The majority (85-95%) of ischemic symptoms after dissection of brain-supplying arteries are caused by emboli from the site of the dissection, while the remainder are due to vessel narrowing with hemodynamic insufficiency. Many experts recommend anticoagulation with IV heparin in the acute phase and subsequent oral anticoagulation for 3-24 months (target INR 2.5, range 2-3) followed by antiplatelet agents for at least 2 years.

No large randomized trials have been performed to determine optimal treatment. The practice of anticoagulation is supported only by several published case series demonstrating good outcome with low complication rates in patients undergoing anticoagulation. However, these studies do not have a control or comparative group to establish efficacy. The CADISS trial was a randomized trial but was not powered sufficiently to show differences between treatments.

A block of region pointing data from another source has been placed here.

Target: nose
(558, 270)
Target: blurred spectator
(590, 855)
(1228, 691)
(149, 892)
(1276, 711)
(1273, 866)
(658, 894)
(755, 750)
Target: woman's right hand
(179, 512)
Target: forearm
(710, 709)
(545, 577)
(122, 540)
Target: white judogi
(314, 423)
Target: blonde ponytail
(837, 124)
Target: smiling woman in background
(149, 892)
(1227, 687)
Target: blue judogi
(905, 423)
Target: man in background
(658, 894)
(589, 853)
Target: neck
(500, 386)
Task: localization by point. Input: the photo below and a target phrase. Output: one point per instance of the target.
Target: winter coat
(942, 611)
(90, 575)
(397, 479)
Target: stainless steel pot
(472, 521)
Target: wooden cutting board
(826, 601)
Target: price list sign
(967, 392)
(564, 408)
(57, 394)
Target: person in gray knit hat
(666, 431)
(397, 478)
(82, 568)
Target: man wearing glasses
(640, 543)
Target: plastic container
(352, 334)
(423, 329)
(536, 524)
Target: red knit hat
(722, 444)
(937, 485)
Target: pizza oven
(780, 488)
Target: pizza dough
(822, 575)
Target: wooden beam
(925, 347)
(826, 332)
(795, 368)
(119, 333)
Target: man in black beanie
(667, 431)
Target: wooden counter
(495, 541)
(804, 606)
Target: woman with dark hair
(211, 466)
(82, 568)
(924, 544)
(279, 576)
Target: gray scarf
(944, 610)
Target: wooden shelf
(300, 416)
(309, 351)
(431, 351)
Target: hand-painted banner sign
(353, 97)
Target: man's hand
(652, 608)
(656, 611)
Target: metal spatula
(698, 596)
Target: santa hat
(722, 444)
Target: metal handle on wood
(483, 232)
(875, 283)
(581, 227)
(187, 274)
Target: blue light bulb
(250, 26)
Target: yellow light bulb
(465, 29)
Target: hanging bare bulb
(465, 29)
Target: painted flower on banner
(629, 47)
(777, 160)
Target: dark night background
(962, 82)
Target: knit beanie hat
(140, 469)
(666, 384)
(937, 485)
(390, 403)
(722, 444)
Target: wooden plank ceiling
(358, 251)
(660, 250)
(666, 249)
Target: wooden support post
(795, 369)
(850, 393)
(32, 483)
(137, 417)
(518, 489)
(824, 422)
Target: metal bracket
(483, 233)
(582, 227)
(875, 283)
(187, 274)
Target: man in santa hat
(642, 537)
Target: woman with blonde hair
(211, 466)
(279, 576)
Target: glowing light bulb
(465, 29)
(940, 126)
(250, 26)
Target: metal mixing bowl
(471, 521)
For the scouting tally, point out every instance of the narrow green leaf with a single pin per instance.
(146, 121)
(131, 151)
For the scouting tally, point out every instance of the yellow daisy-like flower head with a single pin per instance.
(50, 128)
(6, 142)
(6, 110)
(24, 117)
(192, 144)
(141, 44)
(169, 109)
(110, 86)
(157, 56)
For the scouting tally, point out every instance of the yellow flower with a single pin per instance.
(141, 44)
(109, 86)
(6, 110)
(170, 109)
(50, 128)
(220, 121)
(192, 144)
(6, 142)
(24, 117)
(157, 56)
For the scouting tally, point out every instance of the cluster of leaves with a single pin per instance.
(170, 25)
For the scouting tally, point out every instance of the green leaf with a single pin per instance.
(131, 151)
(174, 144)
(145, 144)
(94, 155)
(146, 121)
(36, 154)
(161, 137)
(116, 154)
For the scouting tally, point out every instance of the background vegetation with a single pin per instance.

Only in rare cases (eg, with persistent high-grade proximal stenosis of the internal carotid artery or with severe hemodynamic impairment) should an operation or stenting be considered. No evidence of a higher embolic activity of pseudoaneurysms due to dissection exists; after oral anticoagulation for 3-6 months, a platelet antiaggregant is sufficient in most cases. Only in selected cases, continuation of anticoagulation or interventional therapy may be preferable, but this practice is not supported by randomized, controlled studies.

Anticoagulation is contraindicated in intracranial dissections complicated by subarachnoid hemorrhage.